„Über psychologische Konflikte und die Integration scheinbar unvereinbarer Gegensätze. #Spinoza 1“

Baruch de Spi­no­za hat eine logisch auf­ge­bau­te Theo­rie mensch­li­cher Affek­te, des Geis­tes (also des Den­kens), der Kör­per­emp­fin­dun­gen und des dar­aus resul­tie­ren­den Han­delns ent­wi­ckelt. Die­se logisch auf­ge­bau­ten The­sen möch­te ich her­an­zie­hen, um eine bes­se­re Ein­sicht in die eige­ne, see­li­sche Ver­fas­sung bzw. das eige­ne psy­chi­sche Lei­den zu ermöglichen.

Spi­no­zas Theo­rie (Ethik) folgt dabei einem logi­schen Auf­bau von Axio­men, Lehr­sät­zen und Beweis­füh­run­gen. Unter einem Axi­om ver­steht man dabei eine Grund­vor­aus­set­zung für die eige­ne Theo­rie, die aus sich selbst her­aus exis­tiert und selbst kei­ner Beweis­füh­rung unterliegt.

Ich wer­de die Leit­sät­ze zunächst zitie­ren und sie dann auf ihren Gehalt ihrer Nütz­lich­keit für unse­ren Zweck – das heißt die Selbst­er­kennt­nis vor dem Hin­ter­grund des Wun­sches, sich selbst zu hel­fen und sein Lei­den zu ver­rin­gern – unter­su­chen und ver­ständ­lich machen.

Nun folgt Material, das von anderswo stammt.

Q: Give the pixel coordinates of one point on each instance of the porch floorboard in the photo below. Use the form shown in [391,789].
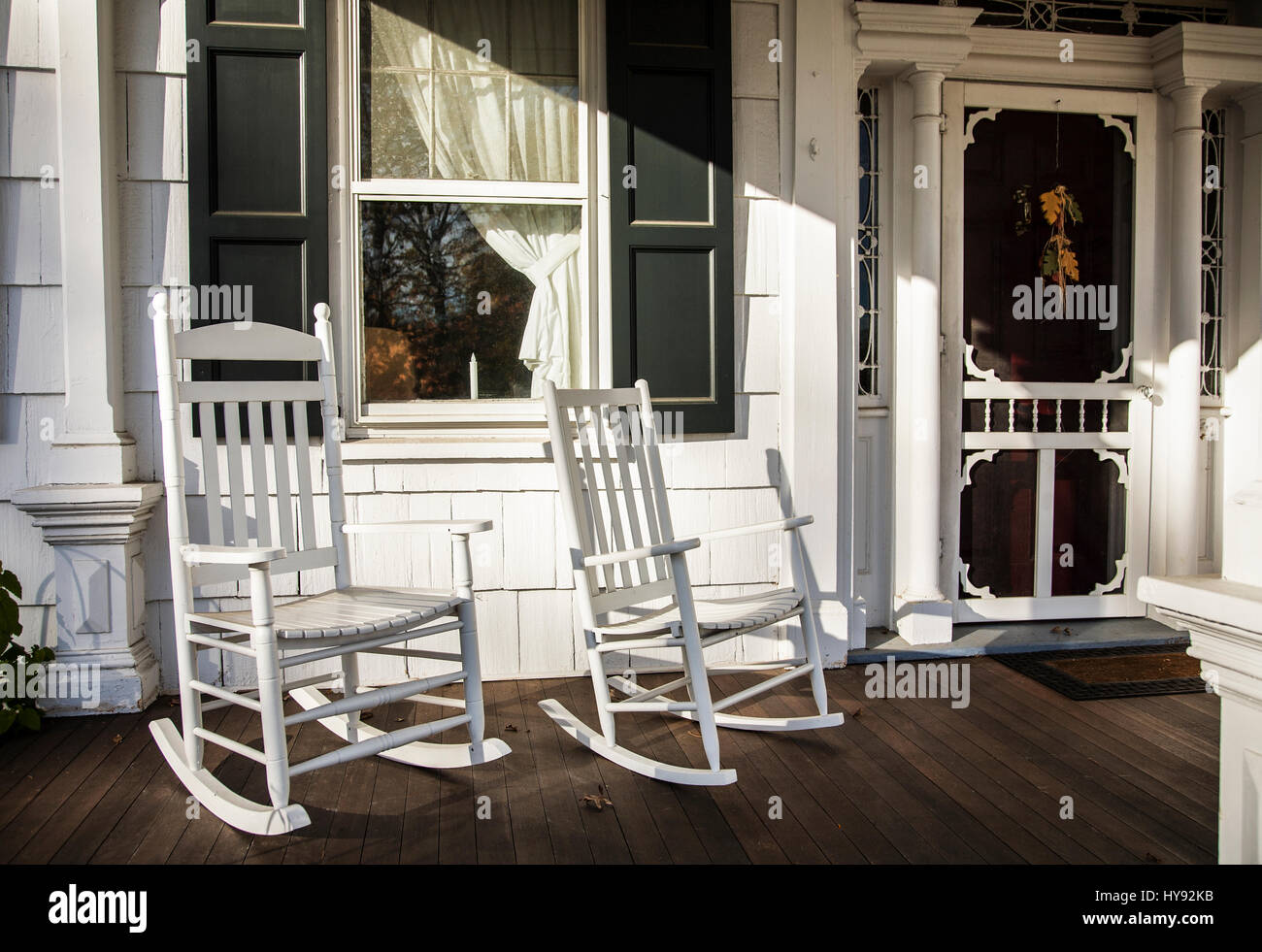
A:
[903,780]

Begin­nen wir mit dem Kapitel: 

Über die Macht der Erkennt­nis, oder die mensch­li­che Freiheit

Axi­om I

Wenn in dem­sel­ben Sub­jekt zwei ent­ge­gen­ge­setz­te Tätig­kei­ten ange­regt wer­den, so wird not­wen­dig ent­we­der in bei­den oder in einer allein eine Ver­än­de­rung gesche­hen, bis sie auf­hö­ren, ent­ge­gen­ge­setzt zu sein.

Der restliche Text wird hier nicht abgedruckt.